Scrive Emily Brontë in Cime Tempestose, il suo unico libro ardente e folle, di amore, di assoluto, di vita e di morte scritto l’ottobre 1845 e il giugno 1846.
Per pubblicarlo dovette cederne la maternità ad un inesistente Ellis Bell, sarebbe stato più facile far leggere quelle parole se scritte da un uomo.
Troppo crudele, duro, brutale per l’Inghilterra vittoriana. Fu aspramente criticato da molti, ma in tanti ne capirono il genio. E quando Emily ormai non c’era più, ci pensò la sorella Charlotte a difenderlo dalle critiche. Nella prefazione alla seconda edizione del 1850 scrisse “Il carattere di mia sorella non era naturalmente socievole; le circostanze favorirono la sua tendenza all'isolamento; tranne che per andare in chiesa o fare una passeggiata sulle colline, raramente varcava la soglia di casa. Sebbene i suoi sentimenti per le persone intorno fossero benevoli, non cercò mai di avere rapporti con loro; né, con pochissime eccezioni, mai sperimentato.
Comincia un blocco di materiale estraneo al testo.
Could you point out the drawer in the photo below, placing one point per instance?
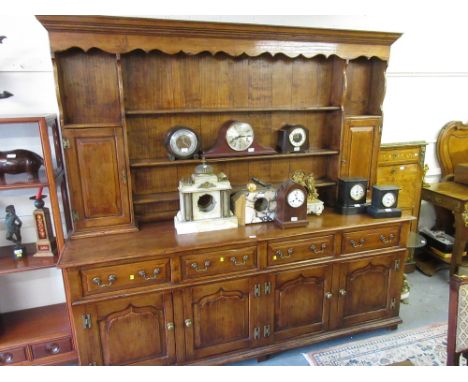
(103, 279)
(54, 347)
(219, 262)
(12, 356)
(409, 154)
(290, 251)
(366, 240)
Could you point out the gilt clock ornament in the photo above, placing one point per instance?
(236, 138)
(255, 204)
(182, 143)
(204, 202)
(384, 202)
(351, 196)
(45, 244)
(291, 205)
(293, 139)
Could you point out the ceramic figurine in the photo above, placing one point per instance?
(19, 161)
(13, 227)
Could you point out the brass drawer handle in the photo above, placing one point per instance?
(357, 244)
(279, 253)
(384, 240)
(314, 249)
(206, 264)
(244, 260)
(53, 348)
(110, 280)
(6, 357)
(156, 273)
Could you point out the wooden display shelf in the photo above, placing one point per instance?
(19, 181)
(166, 162)
(28, 263)
(232, 110)
(33, 325)
(174, 196)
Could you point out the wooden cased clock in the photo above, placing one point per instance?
(384, 202)
(236, 138)
(351, 196)
(293, 139)
(291, 205)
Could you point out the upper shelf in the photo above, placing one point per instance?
(122, 35)
(23, 181)
(231, 110)
(166, 162)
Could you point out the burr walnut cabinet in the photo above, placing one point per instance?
(148, 296)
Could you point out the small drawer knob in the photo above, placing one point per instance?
(53, 348)
(6, 357)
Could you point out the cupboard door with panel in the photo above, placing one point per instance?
(220, 317)
(360, 147)
(98, 177)
(302, 301)
(130, 331)
(369, 289)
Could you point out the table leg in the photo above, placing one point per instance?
(459, 246)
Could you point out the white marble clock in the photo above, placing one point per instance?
(204, 202)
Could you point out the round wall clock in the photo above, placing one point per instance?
(357, 192)
(293, 139)
(296, 198)
(239, 136)
(291, 206)
(236, 138)
(182, 143)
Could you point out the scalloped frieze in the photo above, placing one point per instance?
(120, 44)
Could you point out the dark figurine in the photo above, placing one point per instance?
(13, 227)
(19, 161)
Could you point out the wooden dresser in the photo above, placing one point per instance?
(154, 297)
(402, 164)
(147, 296)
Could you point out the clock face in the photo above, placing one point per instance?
(183, 143)
(388, 199)
(357, 192)
(297, 136)
(296, 198)
(239, 136)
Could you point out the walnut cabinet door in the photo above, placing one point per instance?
(221, 317)
(98, 177)
(360, 148)
(369, 289)
(129, 331)
(302, 301)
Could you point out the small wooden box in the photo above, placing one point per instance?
(461, 173)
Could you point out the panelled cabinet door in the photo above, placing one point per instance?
(219, 318)
(98, 177)
(369, 289)
(131, 331)
(360, 147)
(302, 301)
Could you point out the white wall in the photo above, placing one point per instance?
(426, 88)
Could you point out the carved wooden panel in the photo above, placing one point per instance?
(219, 318)
(134, 330)
(369, 288)
(301, 303)
(97, 174)
(360, 148)
(88, 87)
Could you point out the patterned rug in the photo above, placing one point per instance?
(426, 346)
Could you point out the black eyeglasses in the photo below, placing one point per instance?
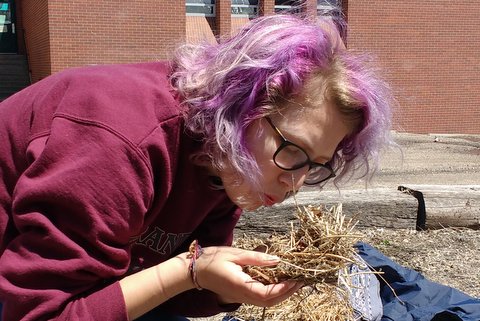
(290, 157)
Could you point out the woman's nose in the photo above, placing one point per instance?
(293, 180)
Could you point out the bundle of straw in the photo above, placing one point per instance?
(316, 249)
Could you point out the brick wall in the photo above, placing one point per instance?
(86, 32)
(34, 26)
(430, 53)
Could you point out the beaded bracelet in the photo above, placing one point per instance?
(195, 250)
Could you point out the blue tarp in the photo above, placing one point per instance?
(418, 299)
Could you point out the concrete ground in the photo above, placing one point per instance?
(420, 159)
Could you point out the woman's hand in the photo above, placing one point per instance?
(219, 269)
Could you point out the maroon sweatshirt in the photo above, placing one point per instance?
(96, 183)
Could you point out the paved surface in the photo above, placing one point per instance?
(420, 159)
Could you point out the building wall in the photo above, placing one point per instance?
(35, 29)
(430, 53)
(87, 32)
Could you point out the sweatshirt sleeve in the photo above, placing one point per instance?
(76, 208)
(216, 230)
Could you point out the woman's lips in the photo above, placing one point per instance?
(269, 201)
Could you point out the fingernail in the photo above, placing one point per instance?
(268, 257)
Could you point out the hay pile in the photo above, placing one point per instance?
(319, 245)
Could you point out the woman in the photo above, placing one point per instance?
(110, 172)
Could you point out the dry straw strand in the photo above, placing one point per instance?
(318, 246)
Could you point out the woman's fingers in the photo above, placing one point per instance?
(220, 270)
(244, 257)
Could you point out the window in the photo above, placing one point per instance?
(245, 8)
(205, 8)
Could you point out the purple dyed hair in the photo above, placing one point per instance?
(273, 60)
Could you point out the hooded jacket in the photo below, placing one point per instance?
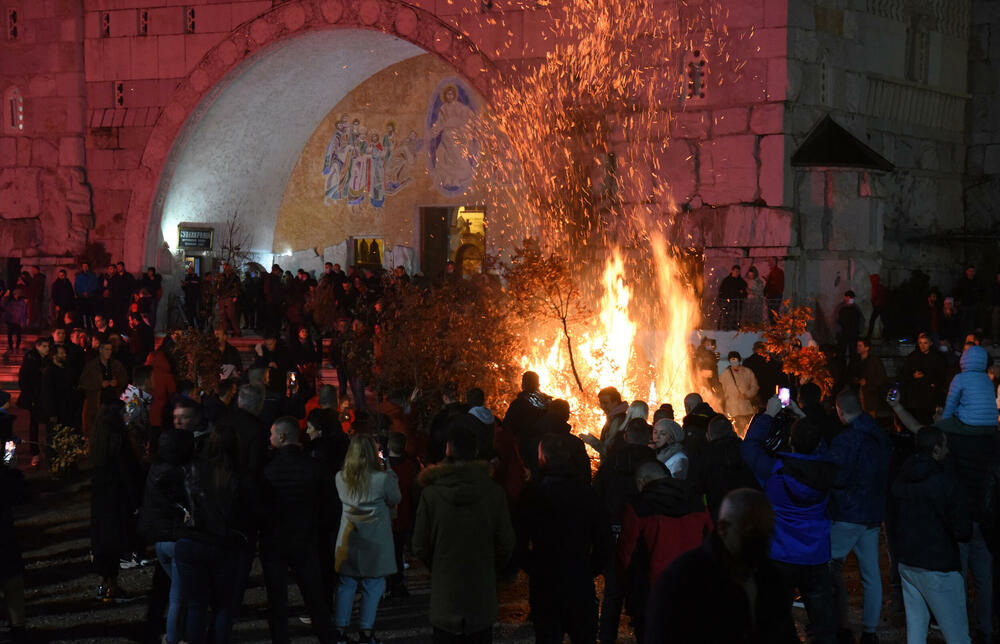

Eppure lei li conosceva: conosceva i loro modi, la loro lingua, le loro storie familiari; ne poteva sentire parlare con interesse e parlarne in modo dettagliato, minuzioso, vivido e accurato; ma con loro scambiava raramente una parola”. Cercava di spiegare l’inconciliabile mitezza della sorella con l’impeto e la forza delle sue parole.
Di ciò che la più riservata delle sorelle Bronte è riuscita a creare con un solo unico libro, hanno scritto in tanti. Tomasi di Lampedusa nutriva per Emily Brontë una ammirazione ai limiti dell’adorazione “Emily Bronte, l'ardente, la geniale, l'indimenticabile, l'immortale Emily. Non scrisse che pochi versi, brevi liriche, aspre ferite alla cui malia non si sfugge”. Di Cime Tempestose scrisse “Un romanzo come non ne sono mai stati scritti prima, come non saranno mai più scritti dopo. Lo si è voluto paragonare a Re Lear. Ma, veramente, non a Shakespeare fa pensare Emily, ma a Freud; un Freud che alla propria spregiudicatezza e al proprio tragico disinganno unisse le più alte, le più pure doti artistiche. Si tratta di una fosca vicenda di odi, di sadismo e di represse passioni, narrate con uno stile teso e corrusco spirante, fra i tragici fatti, una selvaggia purezza. Il romanzo romantico se mi consente il bisticcio, ha qui raggiunto il proprio zenith”.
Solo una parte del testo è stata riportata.